Dans ce podcast, nous faisons connaissance avec Hélène, son parcours personnel et professionnel, son évolution sur les questions environnementales. Elle évoque ses désillusions progressives, son rejet de la culture dominante, et ses tentatives pour résister. Quel regard sur la violence du système, des institutions, de l’économie et comment en parler avec les autres dans un parcours de prise de conscience ? La philosophie du zéro déchet est-elle un échappatoire qui mène au retrait dans une impasse ? Ou bien est-ce une entrée possible pour commencer à critiquer la société à l’origine du déchet, une déconstruction qui mène jusqu’à la lutte ? Quelles mises en garde pour ne pas se perdre dans la recherche absolue de pureté militante ?

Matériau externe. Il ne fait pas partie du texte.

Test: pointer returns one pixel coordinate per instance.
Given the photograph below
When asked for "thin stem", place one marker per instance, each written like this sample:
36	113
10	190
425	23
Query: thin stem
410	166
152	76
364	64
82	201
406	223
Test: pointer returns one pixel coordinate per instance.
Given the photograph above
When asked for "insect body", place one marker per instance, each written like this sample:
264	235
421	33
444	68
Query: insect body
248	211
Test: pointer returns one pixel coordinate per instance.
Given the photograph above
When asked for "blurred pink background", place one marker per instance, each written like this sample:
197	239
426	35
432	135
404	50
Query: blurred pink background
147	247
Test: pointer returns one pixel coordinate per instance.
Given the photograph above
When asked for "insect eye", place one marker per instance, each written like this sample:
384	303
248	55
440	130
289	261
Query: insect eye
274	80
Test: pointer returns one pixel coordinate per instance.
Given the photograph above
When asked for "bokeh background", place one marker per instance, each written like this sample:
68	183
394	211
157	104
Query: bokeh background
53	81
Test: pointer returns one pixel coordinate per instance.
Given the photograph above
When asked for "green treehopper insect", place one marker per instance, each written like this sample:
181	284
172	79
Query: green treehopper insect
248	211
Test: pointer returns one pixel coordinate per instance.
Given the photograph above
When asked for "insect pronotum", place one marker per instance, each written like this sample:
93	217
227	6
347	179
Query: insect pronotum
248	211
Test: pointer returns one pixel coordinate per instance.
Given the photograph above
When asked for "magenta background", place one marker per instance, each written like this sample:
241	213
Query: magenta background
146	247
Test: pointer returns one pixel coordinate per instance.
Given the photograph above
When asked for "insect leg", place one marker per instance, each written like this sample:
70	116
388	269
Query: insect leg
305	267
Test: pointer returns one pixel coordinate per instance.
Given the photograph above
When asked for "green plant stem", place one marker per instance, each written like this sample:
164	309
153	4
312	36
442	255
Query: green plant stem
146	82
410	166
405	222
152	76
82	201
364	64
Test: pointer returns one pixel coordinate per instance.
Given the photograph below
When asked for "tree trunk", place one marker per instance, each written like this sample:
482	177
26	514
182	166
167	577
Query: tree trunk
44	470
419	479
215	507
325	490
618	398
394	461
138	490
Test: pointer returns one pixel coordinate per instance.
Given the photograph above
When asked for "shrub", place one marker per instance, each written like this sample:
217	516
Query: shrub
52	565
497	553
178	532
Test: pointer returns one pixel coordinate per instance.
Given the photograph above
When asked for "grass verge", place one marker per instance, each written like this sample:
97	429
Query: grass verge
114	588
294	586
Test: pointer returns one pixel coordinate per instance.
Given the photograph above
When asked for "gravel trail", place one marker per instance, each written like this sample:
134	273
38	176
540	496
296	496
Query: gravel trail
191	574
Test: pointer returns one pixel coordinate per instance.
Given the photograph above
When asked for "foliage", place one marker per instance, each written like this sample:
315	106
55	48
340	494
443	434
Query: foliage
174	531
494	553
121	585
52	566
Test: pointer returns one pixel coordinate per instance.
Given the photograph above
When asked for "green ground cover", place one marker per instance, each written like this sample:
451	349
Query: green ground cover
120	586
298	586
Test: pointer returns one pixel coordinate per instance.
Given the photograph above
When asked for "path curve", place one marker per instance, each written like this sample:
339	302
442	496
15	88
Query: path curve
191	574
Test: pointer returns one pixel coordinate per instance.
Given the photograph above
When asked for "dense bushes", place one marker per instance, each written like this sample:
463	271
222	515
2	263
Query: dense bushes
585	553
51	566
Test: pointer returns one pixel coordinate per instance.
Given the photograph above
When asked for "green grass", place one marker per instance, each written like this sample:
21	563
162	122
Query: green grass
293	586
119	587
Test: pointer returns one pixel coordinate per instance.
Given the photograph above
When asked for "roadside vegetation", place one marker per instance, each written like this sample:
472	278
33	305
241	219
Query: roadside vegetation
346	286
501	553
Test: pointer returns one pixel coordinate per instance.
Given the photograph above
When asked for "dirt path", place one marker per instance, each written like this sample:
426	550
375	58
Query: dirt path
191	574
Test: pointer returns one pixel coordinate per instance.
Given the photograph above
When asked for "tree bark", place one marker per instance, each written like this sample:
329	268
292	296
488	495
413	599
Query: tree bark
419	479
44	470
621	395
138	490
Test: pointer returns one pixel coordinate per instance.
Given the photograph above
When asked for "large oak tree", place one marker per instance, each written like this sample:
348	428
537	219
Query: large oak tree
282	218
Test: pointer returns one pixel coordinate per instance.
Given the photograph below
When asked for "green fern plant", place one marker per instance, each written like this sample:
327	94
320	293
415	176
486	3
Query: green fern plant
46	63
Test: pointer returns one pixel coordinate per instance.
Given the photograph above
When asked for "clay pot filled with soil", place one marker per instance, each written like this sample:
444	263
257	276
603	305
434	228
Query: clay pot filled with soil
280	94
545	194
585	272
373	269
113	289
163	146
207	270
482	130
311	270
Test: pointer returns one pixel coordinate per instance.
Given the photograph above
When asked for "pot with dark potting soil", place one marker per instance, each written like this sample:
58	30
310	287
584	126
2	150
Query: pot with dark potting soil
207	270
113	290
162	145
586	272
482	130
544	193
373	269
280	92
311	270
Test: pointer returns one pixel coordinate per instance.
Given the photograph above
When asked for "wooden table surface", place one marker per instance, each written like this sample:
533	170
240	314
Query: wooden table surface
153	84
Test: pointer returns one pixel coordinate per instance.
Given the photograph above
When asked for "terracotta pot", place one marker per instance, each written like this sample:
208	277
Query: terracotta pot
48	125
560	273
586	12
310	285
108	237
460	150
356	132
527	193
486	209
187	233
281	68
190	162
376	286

NB : Petite correction. Edeni n’est ni un label zéro déchet, ni un cabinet de conseil. C’est un collectif qui crée « des formations pour comprendre les nécessités de changer de paradigme », et étudie les liens entre thèmes très variés (finance, herboristerie, écoféminisme, zététique…) dont le zero waste comme porte d’entrée. 

 

 

 

 

1 Comment
  • Gaëtan J
    Posted at 16:36h, 19 mars Répondre

    Merci beaucoup pour ce potcast, je découvre Hélène avec un grand bonheur.
    Je partage pleinement sa vision : la somme des petits gestes ne feront pas la rupture dont on a besoin, mais ils sont un point d’entré très intéressants (indispensable ?) pour faire évoluer les visions et rendre la nécessaire radicalité audible.
    Nous avons le besoin urgent de lutter, mais aussi de soldats. Et on ne devient pas soldat engagé d’un claquement de doigt.
    Ça me fait penser à l’ami Rob Hopkins qui a fait grossir le rang des acteurs des villes en transition en commençant par l’approche de la bonne bière locale. 🙂

    Continuez !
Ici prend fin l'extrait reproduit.